Don’t End with the Closing Keynote

Often event planners of multi-day events end their event with a big finale. This could be top-line entertainment, a keynote, or a final gala that everyone looks forward to. But just like a kid on the day after their birthday, there’s a natural let down that occurs when the most exciting part is over.

You can avoid this by keeping the experience going. No, your event can’t go on forever but you can create a space where it does. Use social media or a private online community to continue the excitement everyone experienced at your event. Help them stay connected to people they met and you’re already improving retention for next year.

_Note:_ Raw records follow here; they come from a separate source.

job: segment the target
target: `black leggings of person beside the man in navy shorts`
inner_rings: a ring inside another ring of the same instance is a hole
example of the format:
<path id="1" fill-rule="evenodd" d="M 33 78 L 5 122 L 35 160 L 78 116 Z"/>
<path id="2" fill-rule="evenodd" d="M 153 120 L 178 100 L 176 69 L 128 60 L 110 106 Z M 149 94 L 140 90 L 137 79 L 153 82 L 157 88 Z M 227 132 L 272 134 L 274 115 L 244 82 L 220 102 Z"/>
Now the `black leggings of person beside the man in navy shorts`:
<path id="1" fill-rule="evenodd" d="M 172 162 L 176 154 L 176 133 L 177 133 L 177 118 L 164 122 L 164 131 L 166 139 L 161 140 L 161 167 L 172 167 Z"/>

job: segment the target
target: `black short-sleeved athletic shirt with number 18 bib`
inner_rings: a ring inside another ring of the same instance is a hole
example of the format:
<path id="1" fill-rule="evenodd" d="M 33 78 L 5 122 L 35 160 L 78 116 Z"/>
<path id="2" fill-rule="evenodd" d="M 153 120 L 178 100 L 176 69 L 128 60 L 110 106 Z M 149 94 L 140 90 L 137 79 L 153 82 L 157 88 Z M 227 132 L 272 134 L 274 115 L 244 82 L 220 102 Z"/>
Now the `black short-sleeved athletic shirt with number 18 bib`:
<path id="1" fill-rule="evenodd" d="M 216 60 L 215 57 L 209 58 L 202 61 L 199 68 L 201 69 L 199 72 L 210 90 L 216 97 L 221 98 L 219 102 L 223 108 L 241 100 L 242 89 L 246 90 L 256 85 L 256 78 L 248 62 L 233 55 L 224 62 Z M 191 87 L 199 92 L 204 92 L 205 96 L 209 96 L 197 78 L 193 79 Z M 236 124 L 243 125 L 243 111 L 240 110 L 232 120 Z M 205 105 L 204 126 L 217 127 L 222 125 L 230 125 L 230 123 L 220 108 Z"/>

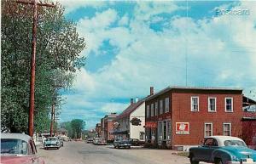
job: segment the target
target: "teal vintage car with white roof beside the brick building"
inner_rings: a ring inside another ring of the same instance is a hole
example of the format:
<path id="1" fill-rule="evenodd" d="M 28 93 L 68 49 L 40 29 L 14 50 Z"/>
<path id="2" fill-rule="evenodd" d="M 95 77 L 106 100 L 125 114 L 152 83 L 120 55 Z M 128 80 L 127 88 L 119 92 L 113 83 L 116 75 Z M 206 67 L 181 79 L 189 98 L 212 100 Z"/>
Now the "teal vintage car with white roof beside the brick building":
<path id="1" fill-rule="evenodd" d="M 189 149 L 191 164 L 205 161 L 215 164 L 256 164 L 256 151 L 247 148 L 242 139 L 230 136 L 210 136 L 199 147 Z"/>

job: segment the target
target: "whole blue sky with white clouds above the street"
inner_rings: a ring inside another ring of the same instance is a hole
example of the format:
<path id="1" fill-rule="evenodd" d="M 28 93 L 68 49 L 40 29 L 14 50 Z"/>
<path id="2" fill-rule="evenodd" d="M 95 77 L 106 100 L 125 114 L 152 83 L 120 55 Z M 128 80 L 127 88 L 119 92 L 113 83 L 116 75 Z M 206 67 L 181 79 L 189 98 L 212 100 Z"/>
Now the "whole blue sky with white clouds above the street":
<path id="1" fill-rule="evenodd" d="M 256 3 L 252 1 L 62 0 L 87 48 L 61 122 L 95 127 L 109 112 L 170 85 L 236 87 L 256 92 Z M 249 10 L 217 15 L 216 8 Z M 187 62 L 186 62 L 187 61 Z M 256 94 L 256 93 L 255 93 Z M 254 97 L 256 99 L 256 97 Z"/>

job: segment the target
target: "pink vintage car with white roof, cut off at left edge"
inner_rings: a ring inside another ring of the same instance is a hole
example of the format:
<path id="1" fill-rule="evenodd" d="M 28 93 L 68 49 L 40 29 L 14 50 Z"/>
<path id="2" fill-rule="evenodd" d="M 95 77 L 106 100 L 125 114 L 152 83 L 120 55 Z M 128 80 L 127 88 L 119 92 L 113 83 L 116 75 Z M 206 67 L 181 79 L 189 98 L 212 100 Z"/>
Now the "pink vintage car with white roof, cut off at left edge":
<path id="1" fill-rule="evenodd" d="M 33 139 L 22 133 L 1 133 L 1 164 L 44 164 Z"/>

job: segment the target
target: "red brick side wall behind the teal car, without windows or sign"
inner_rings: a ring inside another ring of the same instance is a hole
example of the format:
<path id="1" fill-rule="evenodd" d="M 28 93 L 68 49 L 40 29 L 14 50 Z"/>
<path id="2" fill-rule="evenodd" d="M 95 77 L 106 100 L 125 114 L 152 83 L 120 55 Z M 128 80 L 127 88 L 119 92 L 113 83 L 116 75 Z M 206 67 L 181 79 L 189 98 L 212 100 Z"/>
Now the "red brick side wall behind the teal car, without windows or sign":
<path id="1" fill-rule="evenodd" d="M 191 111 L 191 96 L 199 96 L 199 111 Z M 216 112 L 208 112 L 208 97 L 217 98 Z M 233 98 L 233 112 L 225 112 L 225 97 Z M 231 135 L 241 136 L 241 93 L 172 93 L 172 144 L 201 144 L 205 122 L 212 122 L 212 135 L 223 135 L 223 123 L 231 123 Z M 189 122 L 189 134 L 176 134 L 176 122 Z"/>

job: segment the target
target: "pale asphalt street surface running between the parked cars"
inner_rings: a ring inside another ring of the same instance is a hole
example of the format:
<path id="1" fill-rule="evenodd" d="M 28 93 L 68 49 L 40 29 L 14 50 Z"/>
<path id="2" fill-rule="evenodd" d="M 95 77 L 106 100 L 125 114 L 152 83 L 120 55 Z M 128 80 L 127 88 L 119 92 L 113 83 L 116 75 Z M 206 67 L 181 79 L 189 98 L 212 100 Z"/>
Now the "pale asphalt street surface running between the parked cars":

If your event doesn’t lend itself to a community or continuing the conversations on social media, then continue to delight attendees after the final entertainment is complete. Help people feel the magic as they’re sitting in their desk chair the next morning. If they had a wonderful time, they’ll still be thinking about it and your communication will be well received, so don’t miss this opportunity to reach out again.

In Conclusion

When you create an amazing event experience, you can scale back on the marketing spend. Word-of-mouth marketing is one of the most powerful tools an event planner has at his/her disposal. In order for it to be successful, you not only must create an amazing event, but you must give people the tools they need to provide easy reviews, hashtags, picture opportunities and other ways for them to share their experience. While all of these things take time, they are free. When you concentrate on giving people experiences that give them reasons to talk and share, they will.